NEW YORK – Le gouvernement chinois a annoncé récemment qu’il voulait, d’ici 2020, faire de Shanghai une capitale financière mondiale, au même titre que Londres ou New York. Un objectif ambitieux, qu’il atteindra ou n’atteindra pas. Mais ces aspirations chinoises dénotent par ailleurs un fait nouveau, angoissant et de plus en plus envahissant: les responsables politiques s’arrogent des décisions habituellement dévolues aux marchés, et ce phénomène se développe à une échelle qui ne s’est pas vue depuis des décennies.

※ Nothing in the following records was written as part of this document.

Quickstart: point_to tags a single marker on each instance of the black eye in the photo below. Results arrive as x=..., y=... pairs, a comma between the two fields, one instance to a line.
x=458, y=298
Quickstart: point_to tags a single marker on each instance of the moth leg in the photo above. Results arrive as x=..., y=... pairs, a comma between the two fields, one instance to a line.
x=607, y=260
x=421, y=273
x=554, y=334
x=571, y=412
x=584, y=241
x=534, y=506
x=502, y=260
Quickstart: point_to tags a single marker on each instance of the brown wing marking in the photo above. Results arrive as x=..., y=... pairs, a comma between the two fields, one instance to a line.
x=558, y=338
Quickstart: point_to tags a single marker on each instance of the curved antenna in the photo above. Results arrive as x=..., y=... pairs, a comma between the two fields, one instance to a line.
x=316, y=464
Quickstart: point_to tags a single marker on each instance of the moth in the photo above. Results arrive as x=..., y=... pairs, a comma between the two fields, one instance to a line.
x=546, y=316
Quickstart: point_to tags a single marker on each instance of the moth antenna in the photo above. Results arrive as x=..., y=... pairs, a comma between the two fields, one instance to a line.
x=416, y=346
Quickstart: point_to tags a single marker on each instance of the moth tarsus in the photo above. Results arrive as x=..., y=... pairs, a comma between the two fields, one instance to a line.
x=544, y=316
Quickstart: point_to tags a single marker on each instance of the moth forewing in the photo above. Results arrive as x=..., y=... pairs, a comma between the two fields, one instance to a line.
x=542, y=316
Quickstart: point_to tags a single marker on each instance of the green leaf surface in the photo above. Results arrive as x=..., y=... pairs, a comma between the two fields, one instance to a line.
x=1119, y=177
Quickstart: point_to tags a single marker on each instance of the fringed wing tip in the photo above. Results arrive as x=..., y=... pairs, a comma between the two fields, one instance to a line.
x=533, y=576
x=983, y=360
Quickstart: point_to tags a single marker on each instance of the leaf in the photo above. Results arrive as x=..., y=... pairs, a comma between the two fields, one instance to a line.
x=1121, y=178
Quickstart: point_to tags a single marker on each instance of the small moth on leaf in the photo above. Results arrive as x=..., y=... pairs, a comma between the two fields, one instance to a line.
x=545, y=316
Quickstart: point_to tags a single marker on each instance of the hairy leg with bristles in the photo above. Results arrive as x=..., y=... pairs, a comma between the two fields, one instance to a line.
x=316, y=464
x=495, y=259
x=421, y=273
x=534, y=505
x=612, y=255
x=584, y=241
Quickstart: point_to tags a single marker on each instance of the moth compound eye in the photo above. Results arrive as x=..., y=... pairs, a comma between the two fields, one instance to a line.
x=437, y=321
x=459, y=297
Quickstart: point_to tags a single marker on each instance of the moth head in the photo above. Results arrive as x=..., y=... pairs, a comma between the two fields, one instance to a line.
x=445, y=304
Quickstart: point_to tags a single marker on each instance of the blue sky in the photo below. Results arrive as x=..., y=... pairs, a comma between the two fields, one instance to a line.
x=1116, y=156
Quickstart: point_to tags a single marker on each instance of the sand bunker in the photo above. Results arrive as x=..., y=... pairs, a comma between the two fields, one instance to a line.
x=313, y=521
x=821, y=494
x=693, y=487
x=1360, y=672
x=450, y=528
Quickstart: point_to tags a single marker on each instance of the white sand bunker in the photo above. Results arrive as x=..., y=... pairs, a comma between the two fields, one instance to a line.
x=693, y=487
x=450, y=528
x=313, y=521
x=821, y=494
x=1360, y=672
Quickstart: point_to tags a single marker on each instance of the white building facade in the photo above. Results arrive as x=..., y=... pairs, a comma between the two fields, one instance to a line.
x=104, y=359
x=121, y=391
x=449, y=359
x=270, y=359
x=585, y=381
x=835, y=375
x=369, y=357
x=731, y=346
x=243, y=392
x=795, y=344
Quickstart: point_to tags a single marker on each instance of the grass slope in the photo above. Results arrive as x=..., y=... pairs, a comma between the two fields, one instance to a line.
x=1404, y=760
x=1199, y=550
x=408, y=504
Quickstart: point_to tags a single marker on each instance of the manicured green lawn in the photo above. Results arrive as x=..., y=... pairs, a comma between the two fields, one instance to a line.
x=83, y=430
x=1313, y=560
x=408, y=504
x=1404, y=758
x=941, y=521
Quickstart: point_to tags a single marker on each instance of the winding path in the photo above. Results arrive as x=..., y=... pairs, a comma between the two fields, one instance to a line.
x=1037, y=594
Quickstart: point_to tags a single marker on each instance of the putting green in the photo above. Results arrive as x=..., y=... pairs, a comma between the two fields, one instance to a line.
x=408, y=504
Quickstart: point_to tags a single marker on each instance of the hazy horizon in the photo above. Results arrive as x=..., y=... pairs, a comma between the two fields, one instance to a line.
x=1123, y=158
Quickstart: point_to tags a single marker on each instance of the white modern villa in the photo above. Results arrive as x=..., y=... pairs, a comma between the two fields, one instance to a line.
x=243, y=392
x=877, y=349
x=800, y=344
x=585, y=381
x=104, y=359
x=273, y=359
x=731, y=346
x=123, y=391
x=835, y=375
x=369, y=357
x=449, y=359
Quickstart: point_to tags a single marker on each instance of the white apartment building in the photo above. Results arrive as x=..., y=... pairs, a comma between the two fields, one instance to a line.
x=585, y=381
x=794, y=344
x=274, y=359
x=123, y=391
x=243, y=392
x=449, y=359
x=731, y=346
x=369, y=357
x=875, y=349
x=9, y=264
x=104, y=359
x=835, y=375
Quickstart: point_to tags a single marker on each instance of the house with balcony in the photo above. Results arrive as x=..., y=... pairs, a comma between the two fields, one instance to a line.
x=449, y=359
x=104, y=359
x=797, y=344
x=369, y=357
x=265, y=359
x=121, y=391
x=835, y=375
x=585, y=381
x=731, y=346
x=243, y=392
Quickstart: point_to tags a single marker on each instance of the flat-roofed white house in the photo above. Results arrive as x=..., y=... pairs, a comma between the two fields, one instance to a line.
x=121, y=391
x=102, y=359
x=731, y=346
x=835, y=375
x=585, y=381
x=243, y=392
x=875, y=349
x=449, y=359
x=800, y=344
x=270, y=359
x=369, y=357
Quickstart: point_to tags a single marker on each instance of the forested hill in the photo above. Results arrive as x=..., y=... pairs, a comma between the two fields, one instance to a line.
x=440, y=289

Comme la crise financière, cette tendance est aujourd’hui globale. Les décisions que prennent des dirigeants de dizaines de pays vont avoir, à court terme, un impact sur les performances des marchés locaux (et globaux).

En Chine, les exportations ont baissé de plus de 25% en février. Que l’on ne s’en inquiète pas, assure le premier ministre Wen Jiabao: le gouvernement chinois a “ce qu’il faut comme munitions” pour arrondir son plan de relance, un plan de 586 milliards de dollars destiné à créer des millions d’emplois, via d’énormes investissements que le gouvernement engage dans les transports, les infrastructures énergétiques, l’immobilier et autres projets d’envergure.

En Inde, le gouvernement est plus souvent perçu comme un frein au commerce que comme un catalyseur de croissance, mais aujourd’hui, les décisions qui font bouger les marchés locaux sont plus susceptibles d’émaner des bureaucrates de Delhi que des novateurs de Bombay. En cette année d’élections sur fond de récession économique, le gouvernement, administré par le parti du Congrès, ne tient pas à être pris en défaut d’assistance vis-à-vis de la demande publique et, depuis décembre, il a fait passer trois plans de relance.